Her request was so unexpected it got through to him, breaking through the frantic urgency he felt, and he reared up on his hands, stared down at her, and said, “Very well.”

He rolled onto his back, calmly crossed his arms over his chest, and closed his eyes. “Is this what you want? Shall I be holding a lily?”

“Oh no, please put your arms at your sides.”

He did, only now he was watching her as she sat on her heels beside him. Her hair was wild about her shoulders, spilling over to curl around her breasts.

“You are possibly the most beautiful woman I’ve ever seen,” he said, lifted his hand to touch her breast, only to have her say, “No, please, North, keep your hands at your sides.”

“Why?”

She looked mildly perplexed, then said, “It was too much at once, the differences between us were just too much for me. I couldn’t take all of it in and it was frightening.”

“I’ll get that bloody book. Surely there must be a chapter
about a bride losing her hold on things just because the groom disrobes and leaps on her.”

“Oh no, just stay there, please. I want to look at you. I want to see what you’re all about. I want to understand you before you, well, do all the things you want to do to me.”

He laughed, his muscles so tense they were nearly cramping. He watched her study him, and her study was so thorough it took all his fortitude to lie there quietly and not fling her onto her back again.

She touched her fingertips lightly to his chest, then very slowly, she flattened her palms over him. She was leaning over him now, her breasts loose and very nearly touching him. He arched upward so he could feel her against his chest. It nearly sent him over the edge. He forced himself back flat against the mattress, groaned, and closed his eyes.

“You are very nice, North, just so very different from me. I like the way your hair is so very thick here on your chest, so crinkly beneath my fingers. And just look how it thins out over your stomach.” She ran her warm palm down his chest over his navel, coming to a stop only at his groin. “It’s not a thin line here,” she said, and her hand stopped cold.
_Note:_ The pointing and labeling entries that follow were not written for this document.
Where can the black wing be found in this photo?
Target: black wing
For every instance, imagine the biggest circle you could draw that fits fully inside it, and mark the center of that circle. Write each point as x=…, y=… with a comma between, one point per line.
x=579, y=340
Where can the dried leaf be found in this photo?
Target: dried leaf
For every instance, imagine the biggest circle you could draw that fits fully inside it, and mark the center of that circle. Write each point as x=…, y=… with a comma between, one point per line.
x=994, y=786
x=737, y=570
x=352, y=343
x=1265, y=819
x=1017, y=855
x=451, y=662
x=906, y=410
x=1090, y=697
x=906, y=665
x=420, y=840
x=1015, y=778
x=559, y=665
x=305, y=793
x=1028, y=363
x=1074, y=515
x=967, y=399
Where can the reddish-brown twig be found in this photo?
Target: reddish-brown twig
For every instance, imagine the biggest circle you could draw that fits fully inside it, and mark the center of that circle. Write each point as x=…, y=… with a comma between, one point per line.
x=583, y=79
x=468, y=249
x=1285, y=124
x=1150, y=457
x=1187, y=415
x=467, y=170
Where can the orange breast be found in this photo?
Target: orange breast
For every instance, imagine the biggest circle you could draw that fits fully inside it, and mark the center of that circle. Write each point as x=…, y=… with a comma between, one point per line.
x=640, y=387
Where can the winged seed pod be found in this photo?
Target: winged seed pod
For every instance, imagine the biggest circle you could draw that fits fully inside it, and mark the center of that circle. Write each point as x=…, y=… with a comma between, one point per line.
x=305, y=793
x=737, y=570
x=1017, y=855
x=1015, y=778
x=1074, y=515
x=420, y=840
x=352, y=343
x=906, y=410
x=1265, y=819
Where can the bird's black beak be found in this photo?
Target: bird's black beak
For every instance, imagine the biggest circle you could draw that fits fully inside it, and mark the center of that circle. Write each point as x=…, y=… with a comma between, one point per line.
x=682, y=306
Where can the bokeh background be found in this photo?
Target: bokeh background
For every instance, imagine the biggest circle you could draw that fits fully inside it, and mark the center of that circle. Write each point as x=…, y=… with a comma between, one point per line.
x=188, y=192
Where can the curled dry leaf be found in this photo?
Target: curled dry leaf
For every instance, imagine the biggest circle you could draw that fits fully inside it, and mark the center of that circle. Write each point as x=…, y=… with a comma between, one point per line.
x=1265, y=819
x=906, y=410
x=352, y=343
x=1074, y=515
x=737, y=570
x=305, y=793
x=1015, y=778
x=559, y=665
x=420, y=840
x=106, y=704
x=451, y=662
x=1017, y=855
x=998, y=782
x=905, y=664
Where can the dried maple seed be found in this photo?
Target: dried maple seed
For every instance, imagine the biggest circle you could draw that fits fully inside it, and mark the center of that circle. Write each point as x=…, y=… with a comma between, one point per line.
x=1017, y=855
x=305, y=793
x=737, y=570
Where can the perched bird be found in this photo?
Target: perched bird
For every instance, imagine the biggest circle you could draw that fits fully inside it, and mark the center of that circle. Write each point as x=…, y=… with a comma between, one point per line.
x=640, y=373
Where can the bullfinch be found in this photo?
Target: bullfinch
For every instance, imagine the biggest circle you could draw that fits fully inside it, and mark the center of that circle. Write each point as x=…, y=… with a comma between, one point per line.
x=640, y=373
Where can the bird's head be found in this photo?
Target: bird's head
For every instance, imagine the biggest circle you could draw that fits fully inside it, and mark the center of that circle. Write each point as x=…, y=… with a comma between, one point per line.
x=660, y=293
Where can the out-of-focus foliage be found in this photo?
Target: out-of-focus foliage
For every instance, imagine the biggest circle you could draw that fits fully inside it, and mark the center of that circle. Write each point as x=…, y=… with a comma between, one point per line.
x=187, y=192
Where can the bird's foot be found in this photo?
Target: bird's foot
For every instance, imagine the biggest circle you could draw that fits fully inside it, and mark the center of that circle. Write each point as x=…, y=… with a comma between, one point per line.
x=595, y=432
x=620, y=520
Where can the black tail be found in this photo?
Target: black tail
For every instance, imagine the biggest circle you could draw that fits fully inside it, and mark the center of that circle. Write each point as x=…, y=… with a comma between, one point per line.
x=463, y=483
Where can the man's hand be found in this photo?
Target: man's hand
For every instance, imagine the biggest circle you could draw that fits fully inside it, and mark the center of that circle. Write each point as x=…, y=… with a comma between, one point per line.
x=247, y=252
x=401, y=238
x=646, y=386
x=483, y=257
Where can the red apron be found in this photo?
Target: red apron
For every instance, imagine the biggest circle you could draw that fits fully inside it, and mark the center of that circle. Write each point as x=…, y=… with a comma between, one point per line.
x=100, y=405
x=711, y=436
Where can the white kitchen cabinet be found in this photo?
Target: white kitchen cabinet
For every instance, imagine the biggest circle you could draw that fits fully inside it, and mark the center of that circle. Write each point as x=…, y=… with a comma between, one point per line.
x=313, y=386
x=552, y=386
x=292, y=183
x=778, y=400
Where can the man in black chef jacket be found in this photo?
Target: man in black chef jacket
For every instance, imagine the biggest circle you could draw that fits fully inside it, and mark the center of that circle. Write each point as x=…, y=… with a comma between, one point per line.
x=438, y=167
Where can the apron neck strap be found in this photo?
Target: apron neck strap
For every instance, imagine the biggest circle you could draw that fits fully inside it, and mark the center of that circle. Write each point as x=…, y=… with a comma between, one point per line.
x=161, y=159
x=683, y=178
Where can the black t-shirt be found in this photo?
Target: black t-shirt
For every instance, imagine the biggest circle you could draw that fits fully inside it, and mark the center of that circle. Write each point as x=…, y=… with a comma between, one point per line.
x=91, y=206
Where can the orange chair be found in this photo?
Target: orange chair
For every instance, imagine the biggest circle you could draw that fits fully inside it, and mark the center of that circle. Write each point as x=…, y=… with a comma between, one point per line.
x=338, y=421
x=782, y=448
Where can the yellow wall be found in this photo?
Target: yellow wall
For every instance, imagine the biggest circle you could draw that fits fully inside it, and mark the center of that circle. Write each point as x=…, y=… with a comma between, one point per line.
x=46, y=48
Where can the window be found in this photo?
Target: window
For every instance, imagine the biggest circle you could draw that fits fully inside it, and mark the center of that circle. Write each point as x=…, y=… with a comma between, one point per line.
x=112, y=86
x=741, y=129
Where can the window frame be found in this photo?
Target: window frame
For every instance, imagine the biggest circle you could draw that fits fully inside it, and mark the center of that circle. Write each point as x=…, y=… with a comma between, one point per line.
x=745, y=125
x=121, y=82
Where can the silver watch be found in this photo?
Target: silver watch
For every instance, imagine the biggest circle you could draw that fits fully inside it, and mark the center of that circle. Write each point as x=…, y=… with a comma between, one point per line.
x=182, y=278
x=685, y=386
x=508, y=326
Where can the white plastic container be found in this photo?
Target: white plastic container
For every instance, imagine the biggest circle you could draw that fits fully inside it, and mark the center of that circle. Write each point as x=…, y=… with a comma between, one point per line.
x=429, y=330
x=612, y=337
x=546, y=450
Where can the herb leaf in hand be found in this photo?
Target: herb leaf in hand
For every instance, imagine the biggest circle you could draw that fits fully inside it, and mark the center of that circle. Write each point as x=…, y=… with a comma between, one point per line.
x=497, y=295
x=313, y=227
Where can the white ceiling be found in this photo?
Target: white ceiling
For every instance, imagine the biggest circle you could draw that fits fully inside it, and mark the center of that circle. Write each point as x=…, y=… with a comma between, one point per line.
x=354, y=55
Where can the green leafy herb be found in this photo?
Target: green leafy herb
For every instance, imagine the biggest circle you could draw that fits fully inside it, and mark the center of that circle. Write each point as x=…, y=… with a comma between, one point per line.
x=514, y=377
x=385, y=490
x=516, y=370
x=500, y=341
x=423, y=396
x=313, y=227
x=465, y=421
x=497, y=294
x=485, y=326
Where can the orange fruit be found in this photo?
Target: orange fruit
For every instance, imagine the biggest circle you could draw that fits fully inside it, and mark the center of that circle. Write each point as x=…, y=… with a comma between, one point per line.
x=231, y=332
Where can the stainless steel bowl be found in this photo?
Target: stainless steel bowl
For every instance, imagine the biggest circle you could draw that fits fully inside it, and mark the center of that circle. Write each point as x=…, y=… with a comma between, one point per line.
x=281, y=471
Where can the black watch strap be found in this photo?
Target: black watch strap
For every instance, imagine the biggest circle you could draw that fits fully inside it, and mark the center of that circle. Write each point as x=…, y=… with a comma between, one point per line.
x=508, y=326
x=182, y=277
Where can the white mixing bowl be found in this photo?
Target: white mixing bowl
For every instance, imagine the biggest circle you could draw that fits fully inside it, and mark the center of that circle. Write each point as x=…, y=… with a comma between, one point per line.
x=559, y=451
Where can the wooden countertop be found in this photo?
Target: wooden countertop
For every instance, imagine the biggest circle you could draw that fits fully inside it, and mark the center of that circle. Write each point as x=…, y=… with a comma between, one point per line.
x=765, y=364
He heard her suck in her breath. He couldn’t help himself, he opened his eyes to look at her. She was silent, just staring down at him for a very long time, for far too long a time, he thought, and said, “Do I repulse you, Caroline? I’m not smooth and white and soft like you. Do you find all the hair and my rod and the rest of me distasteful?”

“Rod,” she repeated, still just staring down at him. “That’s an interesting word.”

“There are many words for it, just as there are for your womanly parts.”

She said nothing more, merely continued looking down at him. Then she was leaning down and her mouth touched his belly. Then she lightly rubbed her cheek, back and forth,
across his belly. He nearly arched off the bed. He was panting like he’d just run up the cliff at St. Agnes Head. His chest was heaving like he’d just been in the boxing ring with Gentleman Jackson himself and had lost badly.

She immediately straightened and looked up his body—taking her time—until she met his glazed eyes. “Oh dear, I hurt you?”

“Don’t be a fool. If you do that again, Caroline, you will be the one on your back and I won’t be able to stop. No, don’t touch me there, it’s simply too much, it drives me over the brink. Oh, all right, kiss me some more, go lower, please, perhaps even touch me with your fingers or perhaps your mouth that’s so soft and wet or—” He groaned and twisted as her fingers splayed through the thick hair at his groin until they finally closed around him. She stared down at her hands holding him. Then she smiled, giving him a sloe-eyed look, leaned over him, and touched her lips to his belly again.

Her hair fell in a thick curtain over his belly, hiding her from him. He wanted to see her killing him, see her holding him in her hands. He raised his hand and lifted the thick hair. She turned slightly so he could see her clearly. He nearly lost his hold on what little sanity he had left when she did, it was so incredibly provocative.